Hi Gill,
Nice to see something from you and thanks for your comments on my Zen poem
recently. You are clearly a careful writer and I feel this has already been
worked on before posting. Can I suggest a little more risk taking, for while
the tone is pleasant and matches a fairly safe subject the whole effect is a
little flat. Maybe a little zest in those pickles.Other comments are embeded
in the text simply by making a slightly different version. Hope allthis
helps.
bw
James
>From: Gill McEvoy <[log in to unmask]>
>Reply-To: The Pennine Poetry Works <[log in to unmask]>
>To: [log in to unmask]
>Subject: new post: peaches for pickling
>Date: Fri, 14 Apr 2006 20:51:25 +0100
>
>Dear Poets,
>In the southern USA they pickle peaches for serving with pork/chicken etc,
>as we pickle onions or make chutney.
>
>Here's my poem and would be glad of feedback, thanks.
>
>Peaches for Pickling.
>
>Wedged in the bushel basket,
>fat dumplings piled high,
>packed like a crowd in a stadium.
>They cheer the sun's ball on its arc (lovely line this)

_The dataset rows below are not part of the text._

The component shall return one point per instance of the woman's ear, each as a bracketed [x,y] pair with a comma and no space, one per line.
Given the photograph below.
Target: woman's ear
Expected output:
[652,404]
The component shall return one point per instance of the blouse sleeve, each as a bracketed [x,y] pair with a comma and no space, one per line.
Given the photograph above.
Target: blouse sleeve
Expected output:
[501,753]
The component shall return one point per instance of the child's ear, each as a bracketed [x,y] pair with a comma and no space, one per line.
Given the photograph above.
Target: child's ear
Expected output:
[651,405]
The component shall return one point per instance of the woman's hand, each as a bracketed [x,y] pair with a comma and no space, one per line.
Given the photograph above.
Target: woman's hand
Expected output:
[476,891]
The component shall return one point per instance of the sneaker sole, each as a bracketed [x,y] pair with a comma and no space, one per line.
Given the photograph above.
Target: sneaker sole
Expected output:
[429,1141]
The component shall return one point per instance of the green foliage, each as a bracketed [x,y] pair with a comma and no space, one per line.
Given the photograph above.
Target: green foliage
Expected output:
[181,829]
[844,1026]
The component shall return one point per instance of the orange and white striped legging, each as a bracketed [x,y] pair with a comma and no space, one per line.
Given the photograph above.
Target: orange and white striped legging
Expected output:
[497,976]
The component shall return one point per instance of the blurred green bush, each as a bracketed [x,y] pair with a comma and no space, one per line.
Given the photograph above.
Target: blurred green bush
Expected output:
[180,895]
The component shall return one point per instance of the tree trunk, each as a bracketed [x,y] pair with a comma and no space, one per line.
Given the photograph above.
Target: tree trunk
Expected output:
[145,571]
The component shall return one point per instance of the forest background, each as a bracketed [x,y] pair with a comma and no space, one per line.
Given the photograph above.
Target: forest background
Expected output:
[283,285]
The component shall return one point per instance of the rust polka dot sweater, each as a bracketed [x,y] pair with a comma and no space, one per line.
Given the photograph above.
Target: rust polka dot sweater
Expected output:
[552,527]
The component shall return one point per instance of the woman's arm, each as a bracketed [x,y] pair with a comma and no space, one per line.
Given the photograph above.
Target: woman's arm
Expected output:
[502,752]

>from rise to fall, ripe scent
>surges; a chant of summer.
>
>She pours them on a tabletop:
>crowds that exit by the wrong gate
>scatter, scurry, hesitate
>shiver to a stop as if they were
>cold inside their fur skins.
>
>How will they feel tonight
>when her knives and pickling pans are done
>and each astonished fruit regards itself,
>bald and naked, in the mirror
>of the jars?
I wonder if you could radically change this last stanza. Peaches having
feelings doesn't gel very well with the meditative previous stanzas and
comes as something of a bizarre shock.
>
>
>It's Spring here at last, a wonderfully warm day and all the neighbourhood
>out gardening (except me!) I hope it's Spring there where you all are.